XHTML 1.1 totally removes width attribute from <pre>. HTML 4.01 and XHTML 1.0 list it as deprecated.
That you can "hide"/"scroll" poorly formatted <pre> seems to miss the point of the tag. <pre> requires appropriate preset line breaks or will overflow. Changing "width" affects little/nothing (in example discussed above).
drbrain:
If you can provide a link that says different please post it.
CSS Validator for pre { width: <length> } [jigsaw.w3.org]
From CSS2's 'width' property [w3.org]:
'width'
Applies to: all elements but non-replaced inline elements, table rows, and row groups
The default CSS for pre is:
pre {
display: block;
white-space: pre;
}
Which is none of the exceptions for width.
Oh, please read about the 'overflow' property [w3.org].
I wandered some more through w3c (your links and others) and re-read the Moz html.css and I was so busy being right I was wrong.

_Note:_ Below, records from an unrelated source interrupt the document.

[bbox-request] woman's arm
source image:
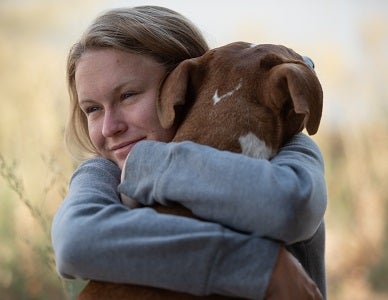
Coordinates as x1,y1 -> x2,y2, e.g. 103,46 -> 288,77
119,133 -> 327,244
51,157 -> 280,299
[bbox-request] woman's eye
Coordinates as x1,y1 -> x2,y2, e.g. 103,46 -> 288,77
84,106 -> 101,115
120,92 -> 135,101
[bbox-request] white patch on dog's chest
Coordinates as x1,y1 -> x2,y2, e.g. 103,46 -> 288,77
238,132 -> 275,159
213,79 -> 242,105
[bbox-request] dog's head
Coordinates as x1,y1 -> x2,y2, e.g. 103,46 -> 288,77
158,42 -> 323,158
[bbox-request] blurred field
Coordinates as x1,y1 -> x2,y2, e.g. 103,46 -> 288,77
0,1 -> 387,299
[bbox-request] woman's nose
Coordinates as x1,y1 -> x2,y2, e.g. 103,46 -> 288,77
101,109 -> 127,137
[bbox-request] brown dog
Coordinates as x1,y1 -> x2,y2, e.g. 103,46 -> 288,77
77,42 -> 323,299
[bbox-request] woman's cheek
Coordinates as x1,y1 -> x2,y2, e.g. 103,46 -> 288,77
88,122 -> 103,151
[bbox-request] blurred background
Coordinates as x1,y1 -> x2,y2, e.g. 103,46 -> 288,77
0,0 -> 387,299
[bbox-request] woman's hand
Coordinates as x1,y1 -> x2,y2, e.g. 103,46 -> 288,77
265,247 -> 322,299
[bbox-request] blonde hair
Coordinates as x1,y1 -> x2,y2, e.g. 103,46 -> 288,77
66,6 -> 209,160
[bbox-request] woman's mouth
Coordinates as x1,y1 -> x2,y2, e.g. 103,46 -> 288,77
110,139 -> 143,158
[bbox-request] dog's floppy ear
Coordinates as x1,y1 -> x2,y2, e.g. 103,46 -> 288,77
157,58 -> 202,129
268,62 -> 323,135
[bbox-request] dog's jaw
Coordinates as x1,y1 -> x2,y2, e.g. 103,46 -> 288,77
238,132 -> 276,159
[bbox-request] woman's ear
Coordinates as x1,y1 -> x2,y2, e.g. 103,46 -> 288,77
157,58 -> 202,129
268,62 -> 323,136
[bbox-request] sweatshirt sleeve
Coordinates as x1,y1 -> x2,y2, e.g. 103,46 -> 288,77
51,157 -> 280,299
118,133 -> 327,244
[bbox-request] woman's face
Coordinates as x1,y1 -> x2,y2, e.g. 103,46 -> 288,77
75,48 -> 176,169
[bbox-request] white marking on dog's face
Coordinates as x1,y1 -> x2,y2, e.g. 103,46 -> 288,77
249,43 -> 257,48
213,79 -> 243,105
238,132 -> 275,159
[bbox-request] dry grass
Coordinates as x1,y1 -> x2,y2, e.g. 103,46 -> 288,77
317,121 -> 388,300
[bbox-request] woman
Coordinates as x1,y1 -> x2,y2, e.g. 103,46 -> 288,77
52,6 -> 326,299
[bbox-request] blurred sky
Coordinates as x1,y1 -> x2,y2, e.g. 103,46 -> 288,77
107,0 -> 387,48
1,0 -> 387,129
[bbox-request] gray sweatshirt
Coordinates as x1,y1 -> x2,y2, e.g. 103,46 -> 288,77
51,133 -> 327,299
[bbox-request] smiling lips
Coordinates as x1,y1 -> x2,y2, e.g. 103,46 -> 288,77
110,138 -> 144,154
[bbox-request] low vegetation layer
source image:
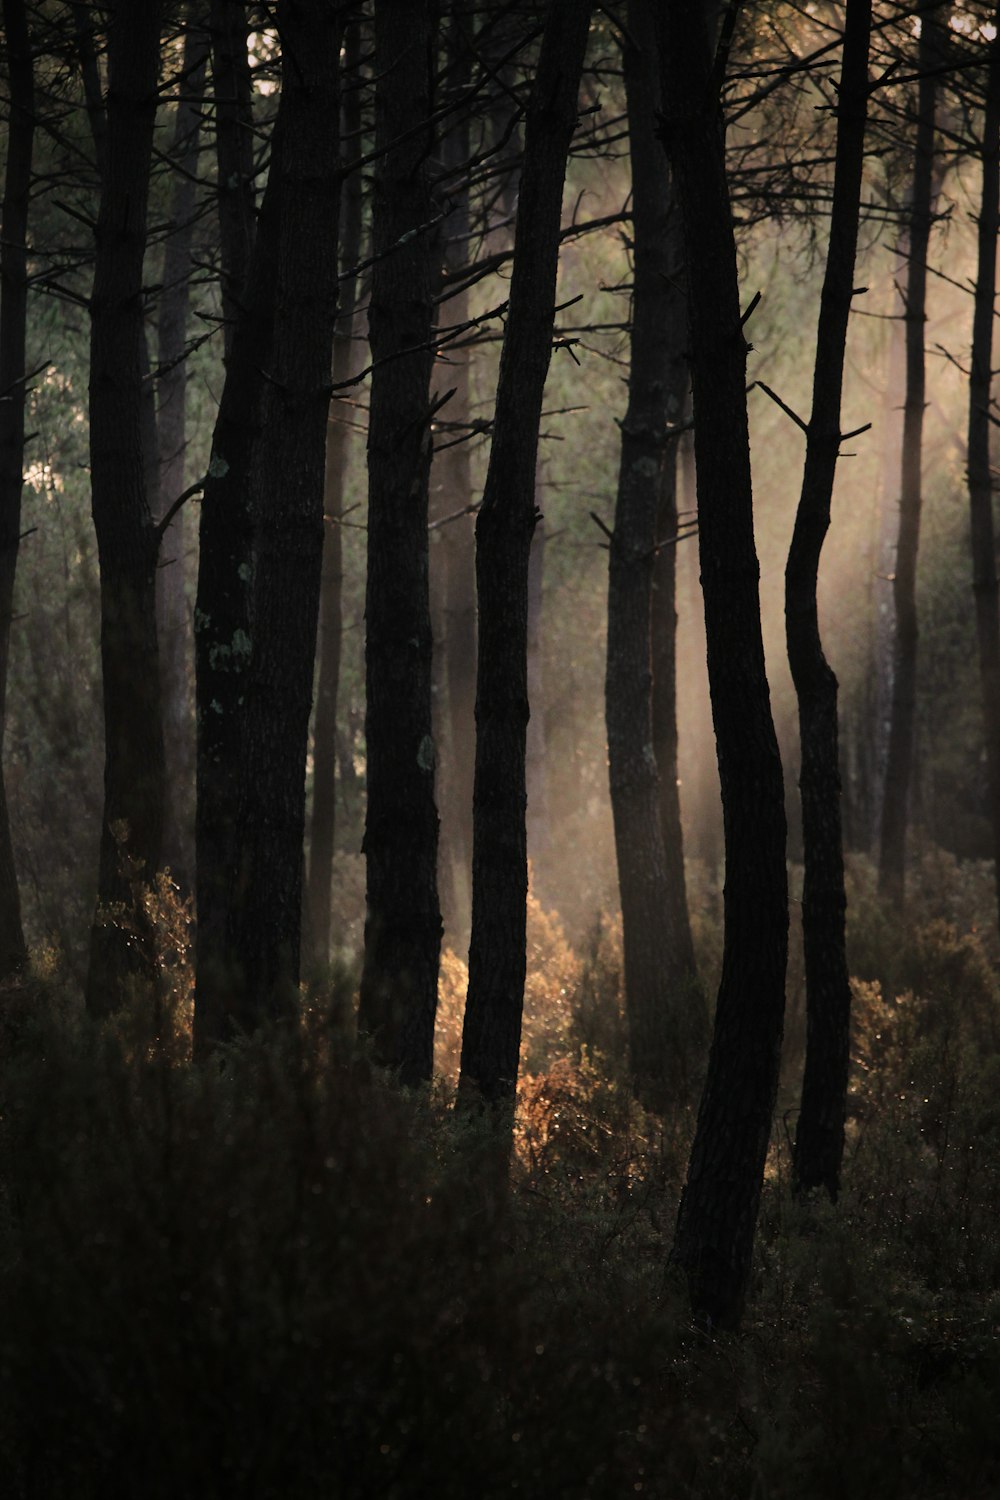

The one small (but important) point I still disagree with you is how best to solve the line length overflowing the div (the problem that is the point of the thread):
<pre> being default {whitespace: pre;} - that is after all the point of <pre> - all line breaks and spaces are rendered exactly as they appear in the HTML except that a newline immediately after the start tag <pre> and/or immediately before the end tag </pre> is discarded.
Therefore the designer is responsible for formatting the fit: i.e. writing the <pre> content in the HTML to be fully visible within the containing div.
Or, as you say, adding overflow: auto/hidden/scroll; (personally I think this renders the purpose of <pre> pointless as the look desired is not readily viewable).
zyph:
I hope you learned something that helps from this thrashing about. I did.
Now that I've read your answers, I can of course see that's it is perfectly logical why it overflows.
As I don't want scrollbars, I just preformatted the text and extended the width for my box a little.
Note:
I'm from Denmark, and I must say that the level here higher than any danish forum I have ever seen.
Not only the level of all your skills, but how you write polite and such.